Luis Martinez Tipe
This report summarizes an academic study that applied advanced mine planning methodologies to the La Cocota deposit, a large copper porphyry in northern Chile. The research quantitatively and rigorously compared traditional planning techniques with the more recent Direct Block Scheduling (DBS) approach, a concept equivalent to MiningMath’s Single-step Mine Optimization.
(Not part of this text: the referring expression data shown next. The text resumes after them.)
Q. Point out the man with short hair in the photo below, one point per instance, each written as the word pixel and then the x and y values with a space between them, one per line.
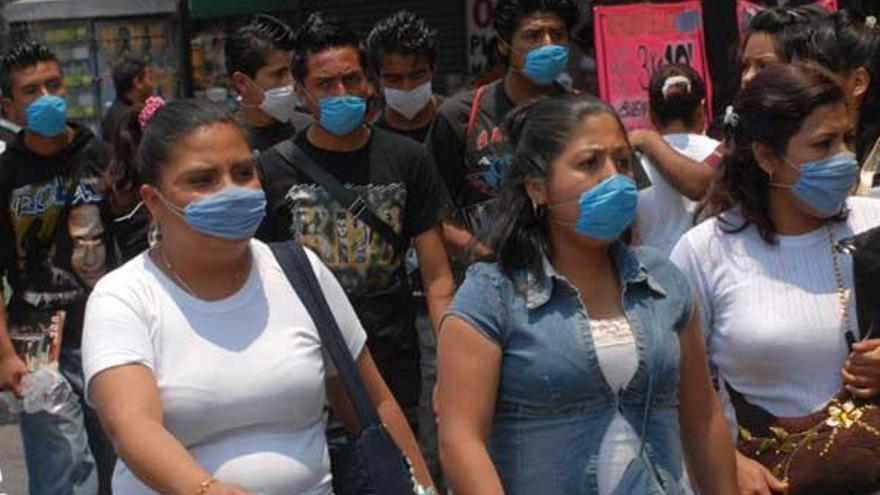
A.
pixel 401 199
pixel 258 62
pixel 402 52
pixel 466 139
pixel 133 83
pixel 50 204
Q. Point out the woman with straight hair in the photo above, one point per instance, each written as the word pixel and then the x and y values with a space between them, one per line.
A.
pixel 572 363
pixel 772 286
pixel 204 365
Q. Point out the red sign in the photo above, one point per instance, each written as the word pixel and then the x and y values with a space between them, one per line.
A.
pixel 633 41
pixel 746 10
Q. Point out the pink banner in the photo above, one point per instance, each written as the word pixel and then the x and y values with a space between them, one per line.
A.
pixel 746 10
pixel 633 41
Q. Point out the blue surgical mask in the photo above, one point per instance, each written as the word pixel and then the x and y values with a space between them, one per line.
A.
pixel 607 209
pixel 824 185
pixel 341 115
pixel 545 63
pixel 46 115
pixel 231 213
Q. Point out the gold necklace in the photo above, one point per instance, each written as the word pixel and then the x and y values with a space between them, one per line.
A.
pixel 177 278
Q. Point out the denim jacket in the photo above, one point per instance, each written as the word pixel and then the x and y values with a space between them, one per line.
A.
pixel 554 404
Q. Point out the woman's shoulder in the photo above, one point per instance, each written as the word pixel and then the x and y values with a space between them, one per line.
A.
pixel 864 213
pixel 130 279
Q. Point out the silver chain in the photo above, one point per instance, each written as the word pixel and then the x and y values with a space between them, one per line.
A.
pixel 841 287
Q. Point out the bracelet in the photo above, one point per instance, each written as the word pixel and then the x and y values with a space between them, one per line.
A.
pixel 206 485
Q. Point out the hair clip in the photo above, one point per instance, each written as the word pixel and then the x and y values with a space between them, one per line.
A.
pixel 731 118
pixel 672 81
pixel 151 106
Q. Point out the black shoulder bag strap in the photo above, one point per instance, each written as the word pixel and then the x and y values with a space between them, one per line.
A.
pixel 379 466
pixel 349 199
pixel 293 260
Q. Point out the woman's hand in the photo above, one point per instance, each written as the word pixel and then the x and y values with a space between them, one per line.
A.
pixel 861 373
pixel 755 479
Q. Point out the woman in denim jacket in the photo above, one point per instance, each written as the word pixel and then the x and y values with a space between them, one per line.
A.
pixel 574 364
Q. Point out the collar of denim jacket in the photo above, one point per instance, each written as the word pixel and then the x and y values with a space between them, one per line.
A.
pixel 539 289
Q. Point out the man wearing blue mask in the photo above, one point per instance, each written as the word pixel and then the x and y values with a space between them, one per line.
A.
pixel 359 196
pixel 402 50
pixel 52 167
pixel 258 62
pixel 466 139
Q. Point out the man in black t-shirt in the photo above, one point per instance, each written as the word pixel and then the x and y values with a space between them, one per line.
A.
pixel 258 61
pixel 402 53
pixel 466 139
pixel 52 250
pixel 395 177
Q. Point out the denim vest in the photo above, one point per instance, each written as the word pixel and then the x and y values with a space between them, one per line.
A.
pixel 554 404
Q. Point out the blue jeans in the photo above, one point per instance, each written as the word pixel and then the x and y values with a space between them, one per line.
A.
pixel 57 446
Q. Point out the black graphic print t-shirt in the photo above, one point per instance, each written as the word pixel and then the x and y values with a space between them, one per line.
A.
pixel 397 178
pixel 53 241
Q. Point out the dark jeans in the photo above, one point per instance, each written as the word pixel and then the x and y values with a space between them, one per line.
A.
pixel 67 452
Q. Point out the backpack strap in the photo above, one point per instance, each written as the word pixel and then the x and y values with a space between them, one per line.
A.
pixel 475 110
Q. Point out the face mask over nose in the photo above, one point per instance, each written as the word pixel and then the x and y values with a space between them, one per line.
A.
pixel 47 115
pixel 278 103
pixel 545 63
pixel 341 115
pixel 823 185
pixel 409 103
pixel 607 209
pixel 233 212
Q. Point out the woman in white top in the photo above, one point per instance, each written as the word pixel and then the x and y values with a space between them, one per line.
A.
pixel 677 96
pixel 205 367
pixel 763 265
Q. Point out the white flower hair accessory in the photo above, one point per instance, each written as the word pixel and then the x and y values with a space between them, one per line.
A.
pixel 675 80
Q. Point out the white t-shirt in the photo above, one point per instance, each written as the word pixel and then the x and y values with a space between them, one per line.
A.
pixel 663 213
pixel 241 380
pixel 618 358
pixel 772 313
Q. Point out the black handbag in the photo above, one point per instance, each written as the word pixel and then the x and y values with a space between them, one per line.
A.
pixel 371 463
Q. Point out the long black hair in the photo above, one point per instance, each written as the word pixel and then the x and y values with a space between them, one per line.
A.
pixel 539 132
pixel 770 110
pixel 843 43
pixel 676 99
pixel 171 124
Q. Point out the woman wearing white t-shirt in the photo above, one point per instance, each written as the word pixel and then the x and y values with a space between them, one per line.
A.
pixel 199 356
pixel 763 265
pixel 677 96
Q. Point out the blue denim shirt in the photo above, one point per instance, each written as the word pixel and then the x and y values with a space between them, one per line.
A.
pixel 554 404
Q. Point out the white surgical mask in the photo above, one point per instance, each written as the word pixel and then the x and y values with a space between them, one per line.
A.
pixel 409 103
pixel 279 103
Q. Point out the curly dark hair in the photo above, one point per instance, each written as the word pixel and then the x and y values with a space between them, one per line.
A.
pixel 539 132
pixel 676 102
pixel 321 33
pixel 253 40
pixel 402 33
pixel 22 55
pixel 771 109
pixel 509 14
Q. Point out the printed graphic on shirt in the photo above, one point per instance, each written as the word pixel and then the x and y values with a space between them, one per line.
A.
pixel 363 261
pixel 36 211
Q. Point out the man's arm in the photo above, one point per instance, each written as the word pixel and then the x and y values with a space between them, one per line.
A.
pixel 689 177
pixel 12 368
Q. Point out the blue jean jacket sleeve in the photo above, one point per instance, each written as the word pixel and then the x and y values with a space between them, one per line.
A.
pixel 479 301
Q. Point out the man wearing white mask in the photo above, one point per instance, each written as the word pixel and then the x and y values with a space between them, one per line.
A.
pixel 258 62
pixel 402 52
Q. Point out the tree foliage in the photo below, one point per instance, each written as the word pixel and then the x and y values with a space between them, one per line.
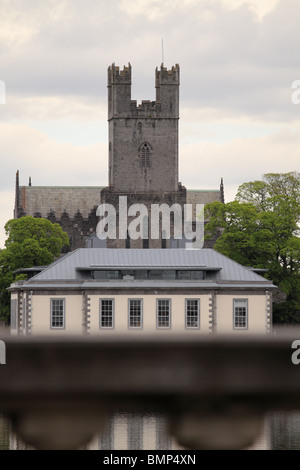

The thesis is here presented as a structured report for technical teams and managers, emphasizing economic gains, methodological consistency, and the practical applicability of the solution.
Some true/false geostatistic and mine plan optimisation questions to warm up the brain (what do you reckon are these statements true or false?):
1. Kriging and conditional simulation are different processes that output different results.
2. N>>1 equally probable conditional simulations (realisation) of an orebody will generate N equally probable mine plans.
3. Kriging is an expected (average) metal grade block model.
4. The mine plan and design optimisation process is a non-linear process.
5. Kriging block grade model is the best block model to run the mine plan and design optimisation process where the (technical and economic) results, including the mine plan and design, are seen as expected (averages) results.
6. Run of Mine metal grade variability is because geological metal grade uncertainty.
7. Operational uncertainty has nothing to do with run of mine metal grade variability.
8. Cutbacks, or pushbacks, are generated/designed before the mine scheduling.
9. The main sources of uncertainty when planning and designing a mine project are: geological, capex, operational, and economic.
10. The mine project evaluation process (that includes the mine plan, design and valuation processes) is a forecasting process.